Après un disque Prévert-Kosma que nous écouterons tantôt, Julie Horreaux a réuni autour d’elle

  • Kareen Durand et Muriel Montel aux voix,
  • Émilie Moutin au piano, et
  • Frédéric Dupuis au violoncelle

pour chanter Barbara dans des arrangements qu’elle co-signe avec la pianiste pour la compagnie Soleil de nuit. Le projet, qui a profité du confinement pour prendre forme, est d’associer des voix lyriques sur une réharmonisation des hymnes barbariques. « Reprendre » Barbara est hélas un hobby très répandu chez les fredonneurs. Hormis l’évidence Marie-Paule Belle, à la fois proche dans sa posture piano-voix et si subtilement différente de Barbara, les réussites sont rares car les propositions sont souvent peu habitées par une réflexion sur les deux risques de la réinterprétation (coller platement à l’original ou n’en faire qu’un prétexte attrape-gogo en écrasant la VO sous le style ou l’absence de style du repreneur). Voilà un reproche que l’on ne pourra faire au présent quintette qui, dans sa « note d’intention », souillée par une écriture dite inclusive dont, IRL, le caractère grotesque et niaiseux fait plus crisser des mandibules que sourire, évoque la lente maturation du projet.
Pour autant, Barbara au pays du lyrique ne se laisse pas apprivoiser facilement par l’auditeur accoutumé à la dame en noir. Au point que « Ce matin-là » qui ouvre le disque est un peu froissée par l’ajustement nécessaire entre l’interprétation connue et la réinterprétation proposée. Il faut repousser l’habitude et goûter la nouveauté dans le déjà-ouï, et cela ne se peut faire instantanément. Or, l’on pressent que ce tiraillement sera l’intérêt du projet. Nous allons nouer notre serviette et profiter de ce que les artistes nous ont préparé en cuisinant des morceaux dans une sauce savamment retravaillée, avec, dès le titre d’ouverture,

  • harmonies piquantes,
  • balancement rythmique du piano,
  • vocalisation recherchée (notamment dans la répartition du texte entre
    • unissons,
    • changements de lead et
    • trio) et
  • forme en arche (violoncelle pizzicato à découvert au début et à la fin).

Le soin apporté

  • à la prononciation,
  • aux tenues,
  • à la variation des options d’arrangement

se retrouve dans « Sans bagages », agrémenté d’une coda amusante. « La solitude », elle, s’ouvre sur une intro pianistique bienvenue, utilisée comme riff et interlude. L’interprétation choisit de houspiller l’allégorie de la solitude avec des intentions appuyées et des rythmes de diction engagés. Aux chastes esgourdes, précisons que l’ensemble n’est pas écoutable si elles comptent s’offusquer de la raideur consubstantielle au lyrique et au travail à plusieurs

  • (mise en place rigide du texte,
  • emphase de caractère,
  • exagération contraire à la spécificité artistique de la chanson).

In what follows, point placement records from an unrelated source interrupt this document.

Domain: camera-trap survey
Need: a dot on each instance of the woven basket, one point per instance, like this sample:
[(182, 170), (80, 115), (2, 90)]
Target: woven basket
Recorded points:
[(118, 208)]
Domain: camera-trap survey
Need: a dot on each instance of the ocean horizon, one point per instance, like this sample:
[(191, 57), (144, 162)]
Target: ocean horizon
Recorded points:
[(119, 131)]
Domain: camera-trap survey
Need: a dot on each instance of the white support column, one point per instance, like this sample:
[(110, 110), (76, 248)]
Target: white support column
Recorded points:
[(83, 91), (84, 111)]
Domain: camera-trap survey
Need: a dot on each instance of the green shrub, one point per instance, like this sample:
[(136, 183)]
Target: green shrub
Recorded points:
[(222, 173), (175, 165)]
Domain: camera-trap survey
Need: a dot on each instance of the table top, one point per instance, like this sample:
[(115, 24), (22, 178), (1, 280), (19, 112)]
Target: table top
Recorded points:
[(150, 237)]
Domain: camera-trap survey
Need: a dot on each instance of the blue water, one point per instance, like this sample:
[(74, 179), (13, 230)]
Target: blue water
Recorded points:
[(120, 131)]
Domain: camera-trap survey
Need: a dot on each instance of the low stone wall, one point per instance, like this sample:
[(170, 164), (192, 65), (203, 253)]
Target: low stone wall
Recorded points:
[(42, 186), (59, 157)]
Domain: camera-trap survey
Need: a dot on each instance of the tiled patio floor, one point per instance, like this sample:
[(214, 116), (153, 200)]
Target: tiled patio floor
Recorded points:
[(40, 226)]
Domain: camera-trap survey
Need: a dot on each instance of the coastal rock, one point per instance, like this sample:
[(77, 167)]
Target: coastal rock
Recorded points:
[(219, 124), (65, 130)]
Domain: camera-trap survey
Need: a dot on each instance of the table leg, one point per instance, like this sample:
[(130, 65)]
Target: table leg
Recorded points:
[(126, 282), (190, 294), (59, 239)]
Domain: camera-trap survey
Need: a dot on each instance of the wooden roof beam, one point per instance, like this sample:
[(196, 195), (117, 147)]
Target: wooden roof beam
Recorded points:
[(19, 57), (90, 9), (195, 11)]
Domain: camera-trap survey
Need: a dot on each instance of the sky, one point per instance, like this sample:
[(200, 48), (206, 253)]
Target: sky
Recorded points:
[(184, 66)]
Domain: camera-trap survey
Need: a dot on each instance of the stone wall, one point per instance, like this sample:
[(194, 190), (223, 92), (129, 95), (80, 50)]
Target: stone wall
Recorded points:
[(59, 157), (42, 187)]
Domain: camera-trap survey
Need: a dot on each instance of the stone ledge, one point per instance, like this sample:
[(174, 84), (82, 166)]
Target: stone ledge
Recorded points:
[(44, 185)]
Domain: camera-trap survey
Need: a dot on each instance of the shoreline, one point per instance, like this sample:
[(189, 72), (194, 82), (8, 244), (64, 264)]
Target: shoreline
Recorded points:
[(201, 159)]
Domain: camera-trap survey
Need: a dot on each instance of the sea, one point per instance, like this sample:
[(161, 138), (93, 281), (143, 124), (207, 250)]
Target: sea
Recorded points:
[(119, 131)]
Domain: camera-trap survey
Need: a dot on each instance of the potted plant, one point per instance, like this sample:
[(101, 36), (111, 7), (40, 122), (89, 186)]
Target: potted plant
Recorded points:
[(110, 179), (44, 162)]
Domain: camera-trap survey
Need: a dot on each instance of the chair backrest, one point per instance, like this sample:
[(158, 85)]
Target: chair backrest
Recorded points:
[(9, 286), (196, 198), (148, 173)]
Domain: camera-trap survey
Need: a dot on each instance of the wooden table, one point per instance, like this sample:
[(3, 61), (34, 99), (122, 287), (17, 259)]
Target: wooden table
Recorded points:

Voilà précisément ce qui rend le disque écoutable aux esgourdes moins rigides : il prend au sérieux le catalogue de Barbara et le traite avec une claire volonté de ne pas le ménager donc de changer le prisme d’écoute en le rhabillant des pieds à la tête,

  • changeant ici l’étoffe,
  • ajoutant çà un froissé,
  • ajustant là des accessoires qui, soudain, paraissent essentiels.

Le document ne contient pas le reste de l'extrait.